9.0. Andere Psychopharmaka nicht nur bei "schizoaffektiven Störungen" Bei der Behandlung von Psychosen werden außer den Neuroleptika auch andere Medikamente eingesetzt, insbesondere Lithiumsalze, Carbamazepin, und andere Stimmungsstabilisatoren (Für den Einsatz bei sog . schizoaffektiven Störungen siehe für hervorragende nähere Informationen dt. Gesellschaft für bipolare Störungen: www.dgbs.de Antidepressiva, Tranquilizer und Antiparkinsonmittel 'werden gegeben, um Nebenwirkungen der Behandlung mit Neuroleptika abzumildern. Wenn die Neuroleptika nach Abklingen der akuten Psychose reduziert werden können, ist es in aller Regel möglich, die Antiparkinsonmittel abzusetzen. Antidepressiva haben stimmungsaufhellende Wirkungen. Auch Erschöpfungszustände nach Abklingen der akuten Psychose können mit Antidepressiva behandelt werden. Zusätzlich zu den Antidepressiva werden jedoch immer Neuroleptika gegeben, da ja Antidepressiva nicht vor dem Wiederauftreten einer akuten Psychose schützen. Tranquillizer
(d.h. Mittel mit Verwandtschaft zum Diazepam oder Valium) gehörten
früher zu den am häufigsten verordneten Medikamenten
überhaupt.
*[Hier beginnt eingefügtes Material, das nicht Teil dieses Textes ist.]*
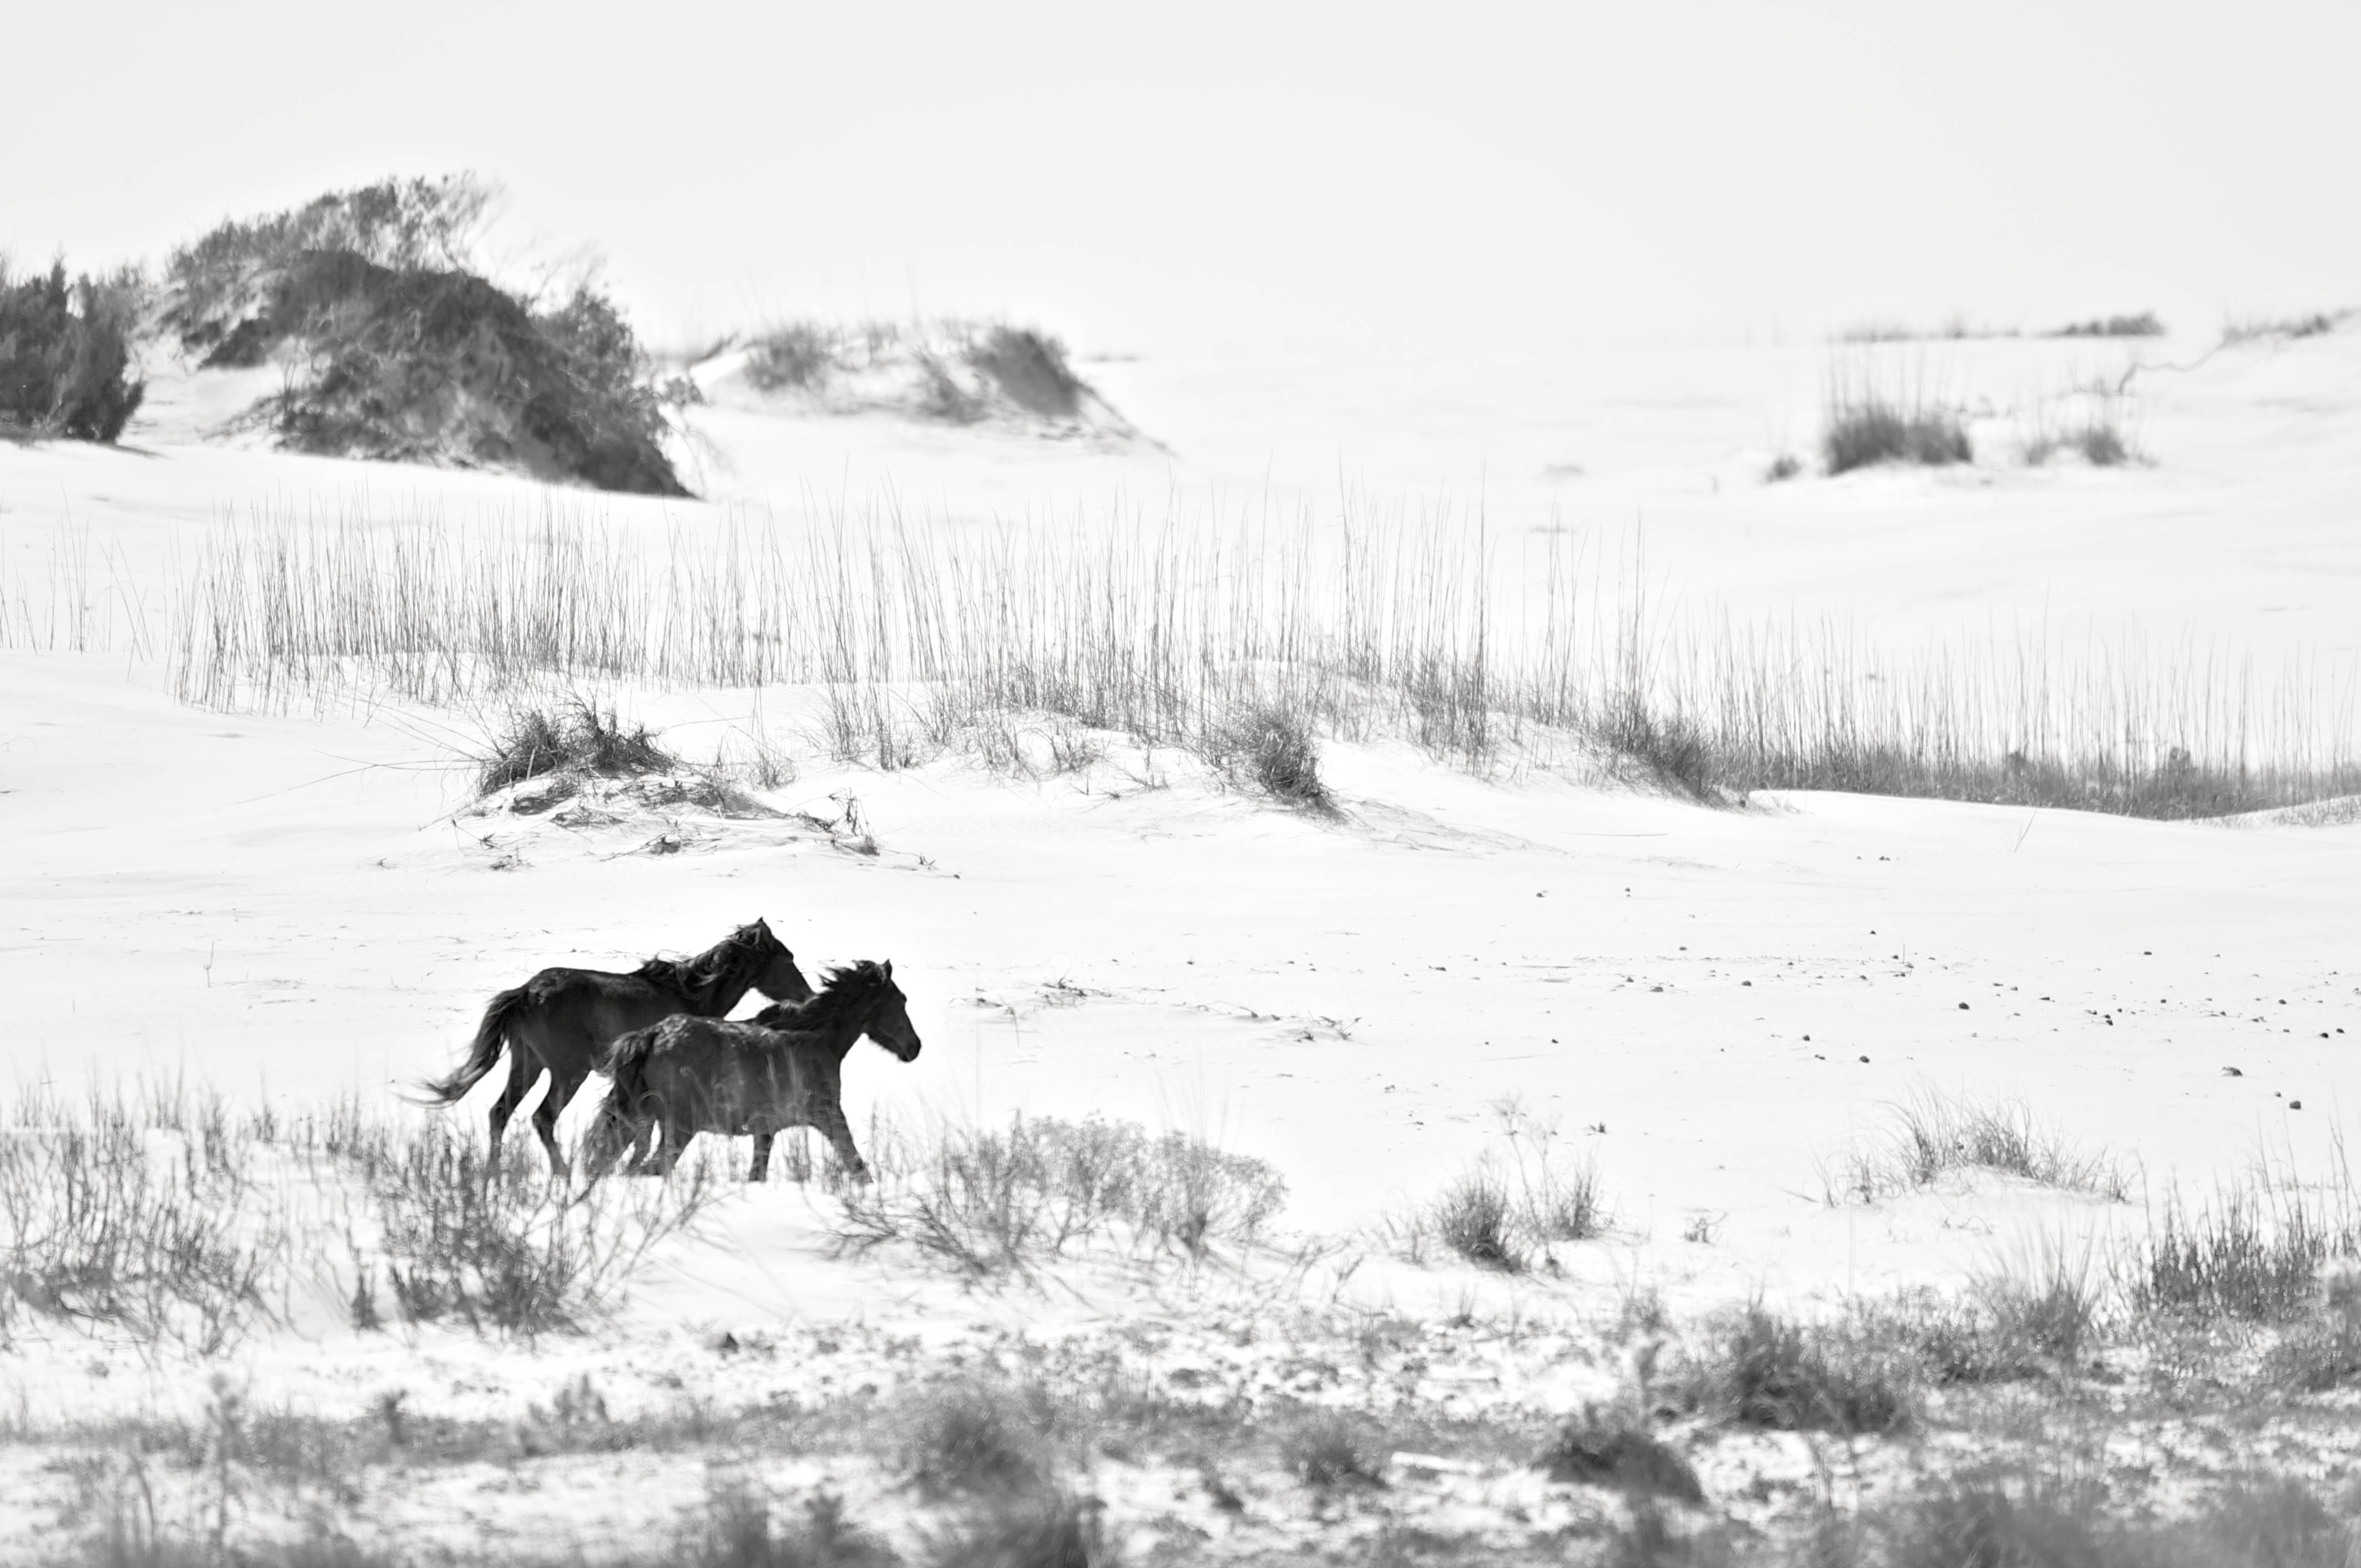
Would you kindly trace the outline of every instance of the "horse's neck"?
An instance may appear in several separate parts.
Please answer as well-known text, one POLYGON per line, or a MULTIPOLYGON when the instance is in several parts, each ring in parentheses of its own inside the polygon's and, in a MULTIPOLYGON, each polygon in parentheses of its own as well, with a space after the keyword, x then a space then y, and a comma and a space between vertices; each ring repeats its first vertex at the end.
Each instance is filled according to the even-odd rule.
POLYGON ((672 990, 682 1004, 689 1012, 708 1018, 719 1018, 737 1006, 753 989, 753 983, 751 977, 741 976, 730 969, 717 970, 712 978, 704 981, 697 978, 695 970, 686 967, 674 970, 672 976, 672 990))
Sie beruhigen, beseitigen Angstzustände,
fördern den Schlaf und haben eine entspannende Wirkung auf
die Muskulatur. Nach längerer Einnahme können sie jedoch
auch in niedriger Dosierung zur körperlicher Abhängigkeit
führen. Aus diesem Grund sollten sie in der nur vorübergehend
eingenommen werden. - Im Rahmen der Behandlung akuter
schizophrener Psychosen gibt man diese Medikamente kurzfristig bei
schweren Angstzuständen, die sich auf Neuroleptika nicht
ausreichend bessern. Manchmal bei therapieresistenten Psychosen
haben Tranquillizer auch selbst noch eine Psychosestabiliserende
Wirkung, weshalb es Ausnahmen von der Regel nur kurzfristiger
Behandlung in begründeten Einzelfällen geben kann.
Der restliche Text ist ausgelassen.